New on DVD:
Cruising
In the early 1980s Hollywood made a short-lived effort to make gays and lesbians the central subject of mainstream films. Harry Hamlin and Michael Ontkean got it on in Arthur Hiller’s Making Love, while Mariel Hemmingway played a bisexual track star in Robert Towne’s Personal Best. Both films are a bit hokey, but at least they present queer characters that are interesting and multifaceted.
And then there was Cruising. Straight director William Friedkin (The Exorcist) wrote and directed this 1980 release about a cop (Al Pacino) who goes undercover in New York City’s leather bars to find a serial killer who targets gay men.
Gay rights groups argued with good reason that Cruising equated gay sex with death, and they sabotaged the production by yelling in the background and blowing loud whistles. As a result Friedkin had to spend three months finessing the sound mix. His perseverance resulted in savagely negative reviews and a pitiful haul at the box office.
After this introduction you’re probably wondering why the hell you’d bother watching Cruising now that Warner Home Video has released it on DVD for the first time. The whole film seems fueled by the idea that gays corrode morality, and as a mystery it stinks because the “resolution” isn’t even remotely satisfying or logical.

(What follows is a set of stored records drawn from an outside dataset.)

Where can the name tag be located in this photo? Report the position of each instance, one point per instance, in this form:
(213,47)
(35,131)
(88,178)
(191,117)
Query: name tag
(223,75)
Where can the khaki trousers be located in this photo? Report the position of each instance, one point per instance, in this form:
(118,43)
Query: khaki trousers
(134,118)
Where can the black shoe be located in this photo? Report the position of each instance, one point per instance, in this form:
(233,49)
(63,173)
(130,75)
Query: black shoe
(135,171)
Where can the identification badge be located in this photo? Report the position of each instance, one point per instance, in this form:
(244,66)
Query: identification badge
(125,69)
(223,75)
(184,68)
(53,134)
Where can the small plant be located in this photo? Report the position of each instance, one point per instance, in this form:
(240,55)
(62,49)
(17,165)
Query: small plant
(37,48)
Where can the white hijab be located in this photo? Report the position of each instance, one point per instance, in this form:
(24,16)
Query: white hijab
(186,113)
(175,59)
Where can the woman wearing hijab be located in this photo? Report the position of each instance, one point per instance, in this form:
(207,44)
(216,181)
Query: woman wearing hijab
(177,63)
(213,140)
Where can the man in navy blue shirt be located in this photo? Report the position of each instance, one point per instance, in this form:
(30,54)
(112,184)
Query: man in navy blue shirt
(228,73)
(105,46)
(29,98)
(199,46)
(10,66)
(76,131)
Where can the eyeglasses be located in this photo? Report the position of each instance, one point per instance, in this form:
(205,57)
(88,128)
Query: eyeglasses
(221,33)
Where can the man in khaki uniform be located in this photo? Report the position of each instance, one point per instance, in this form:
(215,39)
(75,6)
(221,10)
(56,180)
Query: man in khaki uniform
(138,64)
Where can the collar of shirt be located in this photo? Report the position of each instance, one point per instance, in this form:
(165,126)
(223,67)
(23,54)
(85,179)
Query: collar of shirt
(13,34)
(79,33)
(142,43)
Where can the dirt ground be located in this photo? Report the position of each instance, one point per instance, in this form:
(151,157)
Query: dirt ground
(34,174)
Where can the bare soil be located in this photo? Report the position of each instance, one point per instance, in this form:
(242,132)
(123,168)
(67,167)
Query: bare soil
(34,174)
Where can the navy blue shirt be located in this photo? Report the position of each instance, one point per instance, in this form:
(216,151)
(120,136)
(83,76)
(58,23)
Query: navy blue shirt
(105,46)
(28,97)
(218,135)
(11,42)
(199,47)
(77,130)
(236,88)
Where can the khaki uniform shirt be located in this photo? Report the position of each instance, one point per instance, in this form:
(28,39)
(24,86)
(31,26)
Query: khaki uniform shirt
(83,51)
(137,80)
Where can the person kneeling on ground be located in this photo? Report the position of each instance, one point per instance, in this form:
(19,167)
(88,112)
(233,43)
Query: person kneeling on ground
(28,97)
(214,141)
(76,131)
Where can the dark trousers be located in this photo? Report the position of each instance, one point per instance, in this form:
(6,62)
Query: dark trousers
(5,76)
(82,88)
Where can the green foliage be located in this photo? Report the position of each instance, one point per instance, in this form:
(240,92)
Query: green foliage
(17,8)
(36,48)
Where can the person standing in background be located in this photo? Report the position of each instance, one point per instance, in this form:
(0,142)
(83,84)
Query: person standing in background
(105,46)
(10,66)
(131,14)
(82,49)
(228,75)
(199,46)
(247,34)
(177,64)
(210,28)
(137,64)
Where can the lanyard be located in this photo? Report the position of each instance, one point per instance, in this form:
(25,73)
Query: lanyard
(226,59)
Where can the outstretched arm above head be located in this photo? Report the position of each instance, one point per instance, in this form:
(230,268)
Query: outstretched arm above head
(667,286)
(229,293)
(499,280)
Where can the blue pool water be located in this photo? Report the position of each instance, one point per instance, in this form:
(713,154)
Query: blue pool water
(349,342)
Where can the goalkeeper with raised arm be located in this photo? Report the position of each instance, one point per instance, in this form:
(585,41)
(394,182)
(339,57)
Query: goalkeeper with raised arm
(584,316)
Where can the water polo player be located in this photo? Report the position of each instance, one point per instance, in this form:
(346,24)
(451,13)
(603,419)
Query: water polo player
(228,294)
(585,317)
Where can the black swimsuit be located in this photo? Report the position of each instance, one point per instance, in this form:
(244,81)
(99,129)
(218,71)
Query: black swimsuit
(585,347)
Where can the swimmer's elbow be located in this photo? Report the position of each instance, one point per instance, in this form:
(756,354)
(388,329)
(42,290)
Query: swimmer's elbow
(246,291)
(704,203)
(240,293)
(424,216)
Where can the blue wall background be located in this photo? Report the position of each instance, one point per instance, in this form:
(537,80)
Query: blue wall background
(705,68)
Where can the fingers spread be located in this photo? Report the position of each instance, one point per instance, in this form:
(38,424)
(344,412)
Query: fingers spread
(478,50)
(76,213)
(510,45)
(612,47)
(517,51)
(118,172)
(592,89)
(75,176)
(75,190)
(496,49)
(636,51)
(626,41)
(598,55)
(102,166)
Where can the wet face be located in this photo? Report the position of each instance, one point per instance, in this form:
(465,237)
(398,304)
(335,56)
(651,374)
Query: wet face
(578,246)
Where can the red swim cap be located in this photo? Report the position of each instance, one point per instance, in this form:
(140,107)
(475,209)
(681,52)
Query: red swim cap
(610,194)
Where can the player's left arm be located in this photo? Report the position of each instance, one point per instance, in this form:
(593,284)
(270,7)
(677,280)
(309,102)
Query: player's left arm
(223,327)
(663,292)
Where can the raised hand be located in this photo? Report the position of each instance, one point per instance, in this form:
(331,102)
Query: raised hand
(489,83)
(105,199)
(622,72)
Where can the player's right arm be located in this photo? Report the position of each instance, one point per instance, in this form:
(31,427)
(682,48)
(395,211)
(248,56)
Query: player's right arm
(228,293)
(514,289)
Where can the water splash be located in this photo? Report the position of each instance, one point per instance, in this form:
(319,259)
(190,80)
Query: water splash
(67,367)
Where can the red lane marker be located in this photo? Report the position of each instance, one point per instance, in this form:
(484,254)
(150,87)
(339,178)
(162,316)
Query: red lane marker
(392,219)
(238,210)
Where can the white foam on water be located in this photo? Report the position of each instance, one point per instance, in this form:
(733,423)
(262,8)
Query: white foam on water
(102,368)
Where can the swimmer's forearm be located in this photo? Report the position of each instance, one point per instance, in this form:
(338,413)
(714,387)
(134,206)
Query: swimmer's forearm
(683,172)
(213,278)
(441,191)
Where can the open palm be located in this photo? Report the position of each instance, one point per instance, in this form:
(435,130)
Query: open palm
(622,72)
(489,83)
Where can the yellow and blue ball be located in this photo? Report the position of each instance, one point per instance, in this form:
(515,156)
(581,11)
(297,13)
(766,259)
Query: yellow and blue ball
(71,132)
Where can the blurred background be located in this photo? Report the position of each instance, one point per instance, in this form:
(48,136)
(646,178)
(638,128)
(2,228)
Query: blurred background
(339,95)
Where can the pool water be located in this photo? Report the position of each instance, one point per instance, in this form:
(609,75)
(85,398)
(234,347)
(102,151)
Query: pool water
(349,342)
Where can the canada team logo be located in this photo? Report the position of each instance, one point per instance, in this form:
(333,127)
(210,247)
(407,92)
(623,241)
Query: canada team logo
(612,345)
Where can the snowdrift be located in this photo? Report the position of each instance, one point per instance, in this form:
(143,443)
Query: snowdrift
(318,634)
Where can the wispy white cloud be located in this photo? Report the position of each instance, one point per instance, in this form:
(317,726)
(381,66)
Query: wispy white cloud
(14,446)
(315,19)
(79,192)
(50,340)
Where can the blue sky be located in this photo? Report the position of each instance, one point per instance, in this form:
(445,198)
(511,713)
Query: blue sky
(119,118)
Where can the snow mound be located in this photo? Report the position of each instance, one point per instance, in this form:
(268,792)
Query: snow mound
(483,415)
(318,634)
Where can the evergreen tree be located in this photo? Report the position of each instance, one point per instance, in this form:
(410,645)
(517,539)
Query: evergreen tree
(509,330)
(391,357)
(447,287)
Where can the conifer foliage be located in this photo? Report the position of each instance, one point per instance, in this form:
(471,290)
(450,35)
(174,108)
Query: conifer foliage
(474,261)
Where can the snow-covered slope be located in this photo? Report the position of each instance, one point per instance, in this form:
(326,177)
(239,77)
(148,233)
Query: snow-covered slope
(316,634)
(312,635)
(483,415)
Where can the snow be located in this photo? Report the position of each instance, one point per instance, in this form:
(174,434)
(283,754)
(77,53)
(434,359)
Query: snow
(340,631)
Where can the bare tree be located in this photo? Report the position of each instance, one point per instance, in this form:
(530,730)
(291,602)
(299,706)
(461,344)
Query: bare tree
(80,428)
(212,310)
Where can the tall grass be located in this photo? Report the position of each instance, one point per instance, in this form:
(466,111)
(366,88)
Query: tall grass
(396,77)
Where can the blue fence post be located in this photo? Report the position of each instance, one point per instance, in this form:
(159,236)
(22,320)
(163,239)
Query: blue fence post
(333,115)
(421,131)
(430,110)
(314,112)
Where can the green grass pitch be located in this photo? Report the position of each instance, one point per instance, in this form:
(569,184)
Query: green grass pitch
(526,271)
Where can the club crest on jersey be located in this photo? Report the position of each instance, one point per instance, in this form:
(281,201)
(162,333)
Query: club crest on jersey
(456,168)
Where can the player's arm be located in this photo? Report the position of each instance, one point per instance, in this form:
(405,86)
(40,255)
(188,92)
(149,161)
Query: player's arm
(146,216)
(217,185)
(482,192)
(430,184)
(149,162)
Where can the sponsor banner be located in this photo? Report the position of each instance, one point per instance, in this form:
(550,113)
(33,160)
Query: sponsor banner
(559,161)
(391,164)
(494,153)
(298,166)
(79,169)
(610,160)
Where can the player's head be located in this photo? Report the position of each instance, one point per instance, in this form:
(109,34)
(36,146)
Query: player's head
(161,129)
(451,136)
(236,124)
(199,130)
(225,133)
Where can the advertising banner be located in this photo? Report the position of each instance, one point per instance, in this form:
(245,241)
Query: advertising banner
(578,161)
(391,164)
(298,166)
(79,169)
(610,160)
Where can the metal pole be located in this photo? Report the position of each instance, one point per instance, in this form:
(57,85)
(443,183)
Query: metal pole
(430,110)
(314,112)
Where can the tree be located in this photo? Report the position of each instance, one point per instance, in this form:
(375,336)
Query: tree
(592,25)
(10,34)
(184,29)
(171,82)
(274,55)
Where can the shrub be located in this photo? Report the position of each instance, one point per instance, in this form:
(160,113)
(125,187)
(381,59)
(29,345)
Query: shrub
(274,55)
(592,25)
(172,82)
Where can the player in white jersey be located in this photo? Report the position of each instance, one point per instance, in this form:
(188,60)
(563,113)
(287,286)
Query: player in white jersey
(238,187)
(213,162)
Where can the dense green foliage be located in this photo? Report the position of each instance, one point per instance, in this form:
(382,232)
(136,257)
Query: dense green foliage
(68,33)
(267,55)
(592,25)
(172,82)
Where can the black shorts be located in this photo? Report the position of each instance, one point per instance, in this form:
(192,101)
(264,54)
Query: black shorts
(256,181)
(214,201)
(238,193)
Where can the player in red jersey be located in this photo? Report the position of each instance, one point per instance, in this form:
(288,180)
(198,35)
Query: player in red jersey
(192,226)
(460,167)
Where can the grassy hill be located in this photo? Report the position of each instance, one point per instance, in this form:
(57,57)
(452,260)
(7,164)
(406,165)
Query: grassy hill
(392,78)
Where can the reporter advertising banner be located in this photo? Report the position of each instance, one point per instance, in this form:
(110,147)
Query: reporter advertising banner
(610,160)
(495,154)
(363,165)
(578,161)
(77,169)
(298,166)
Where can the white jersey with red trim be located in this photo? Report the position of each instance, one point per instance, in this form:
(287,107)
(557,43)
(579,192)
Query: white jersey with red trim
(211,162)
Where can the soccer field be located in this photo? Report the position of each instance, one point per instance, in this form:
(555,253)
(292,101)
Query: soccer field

Still it’s a fascinating historical document, a nasty portrait of a libidinous gay subculture through the eyes of a heterosexual director. In the DVD featurettes Friedkin maintains that this is a thriller that just happens to take place in leather bars where guys in cop uniforms suck on nightsticks and other fellows grease their arms up to their elbows for fisting fun. You’d at least think he’d have the decency to admit that Cruising wasn’t an especially sensitive ambassador to mainstream audiences at the dawn of the AIDS crisis.
Pacino looks really cute when he first dons a leather vest, but he’s positively frightening by the time he’s wearing full S&M regalia, snorting drugs from a bandana and dancing like someone shoved a cattle prod up his ass. Like Gina Gershon post-Showgirls, he refuses to talk about Cruising to the press, and he’s conspicuously absent from the DVD featurettes.
What was he thinking when he strolled through a set filled with guys waving their bare asses in the air? Did he actually think this was his best career move since The Godfather?